Au moins une centaine de personnes massées devant les magasins de fleurs ce dimanche. Une fête des mères post-déconfinement qui a suscité un désir irrépressible d'achat, même pour ceux qui n'ont pas l'habitude d'offrir des fleurs. Est-ce assez pour redonner des couleurs au chiffre d'affaire ? 

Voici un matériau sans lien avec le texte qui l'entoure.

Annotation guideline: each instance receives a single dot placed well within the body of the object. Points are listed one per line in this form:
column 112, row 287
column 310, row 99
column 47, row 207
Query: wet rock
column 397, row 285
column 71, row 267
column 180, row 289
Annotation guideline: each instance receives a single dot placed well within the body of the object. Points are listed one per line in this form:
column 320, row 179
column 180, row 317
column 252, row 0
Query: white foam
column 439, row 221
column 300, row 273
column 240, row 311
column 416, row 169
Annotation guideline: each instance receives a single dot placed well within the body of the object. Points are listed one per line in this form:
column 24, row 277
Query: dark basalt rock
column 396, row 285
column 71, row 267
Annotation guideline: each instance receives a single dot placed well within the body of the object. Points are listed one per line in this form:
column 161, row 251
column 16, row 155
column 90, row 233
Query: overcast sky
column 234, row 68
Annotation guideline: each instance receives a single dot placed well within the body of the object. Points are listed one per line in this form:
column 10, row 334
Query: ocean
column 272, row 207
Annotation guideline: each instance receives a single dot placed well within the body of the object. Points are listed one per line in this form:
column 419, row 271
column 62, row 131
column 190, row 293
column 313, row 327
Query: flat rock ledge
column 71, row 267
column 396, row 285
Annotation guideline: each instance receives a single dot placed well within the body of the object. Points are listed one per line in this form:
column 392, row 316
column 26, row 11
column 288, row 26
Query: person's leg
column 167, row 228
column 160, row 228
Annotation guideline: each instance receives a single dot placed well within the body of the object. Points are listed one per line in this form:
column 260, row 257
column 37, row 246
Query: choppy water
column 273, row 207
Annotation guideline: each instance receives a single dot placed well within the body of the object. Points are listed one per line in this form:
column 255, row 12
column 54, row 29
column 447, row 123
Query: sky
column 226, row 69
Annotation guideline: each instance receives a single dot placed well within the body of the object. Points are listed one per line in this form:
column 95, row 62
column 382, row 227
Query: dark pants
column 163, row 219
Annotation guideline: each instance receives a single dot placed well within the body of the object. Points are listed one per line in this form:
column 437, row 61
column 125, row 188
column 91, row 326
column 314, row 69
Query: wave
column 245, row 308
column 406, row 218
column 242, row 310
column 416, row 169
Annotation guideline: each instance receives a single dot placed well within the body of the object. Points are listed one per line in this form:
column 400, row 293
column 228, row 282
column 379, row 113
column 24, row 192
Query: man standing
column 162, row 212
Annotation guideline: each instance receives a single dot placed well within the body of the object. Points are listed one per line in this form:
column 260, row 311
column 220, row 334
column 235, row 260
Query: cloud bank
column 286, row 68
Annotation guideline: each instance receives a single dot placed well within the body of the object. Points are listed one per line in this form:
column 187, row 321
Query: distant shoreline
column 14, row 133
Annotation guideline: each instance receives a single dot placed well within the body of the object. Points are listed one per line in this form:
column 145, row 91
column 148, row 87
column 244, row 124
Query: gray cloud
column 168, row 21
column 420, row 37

« Il n'y a plus rien, viens on y va » lance Emilie à son ami qui insiste pourtant pour faire la queue. Plus une seule fleur de disponible, en tous cas pas de celles qu'elle voulait. Il est à peine 10h et « déjà plus rien » regrette t-elle en s'éloignant. La maison Rambeau Racaud est une institution à Limoges. 45 ans qu'elle propose des fleurs à l'entrée du cimetière de Louyat. L'un des plus grands d'Europe, selon la légende urbaine. Devant, la file d'attente est une spirale. Elle serpente depuis le trottoir avec des hommes et des femmes masqués qui plaisantent au sujet de l'engouement. « C'est incroyable, hein ? » lance Régis, la soixantaine, à Martine qui agite les bras en riant, juste à un mètre. Le vent est frais, un petit rayon de soleil tente de se frayer un passage entre les nuages. Medhi, bleu jean et pull jaune, sort le premier avec Juliette qui le suit de près. Elle arbore le précieux bouquet, des roses jaunes. « C'est pour ma mère qui fête ses 65 ans cette année ». « C'est la première fois qu'on vient chez ce fleuriste, ajoute Juliette, et c'est un peu spécial, avec le masque, les gestes barrières ». Aurélie, 21 ans, a le rire sonore, derrière son masque bleu. Elle est fière d'afficher le bouquet pour Monique sa maman, 59 ans. C'est cette dernière qui lui a fait découvrir ce fleuriste où elle a ses habitudes.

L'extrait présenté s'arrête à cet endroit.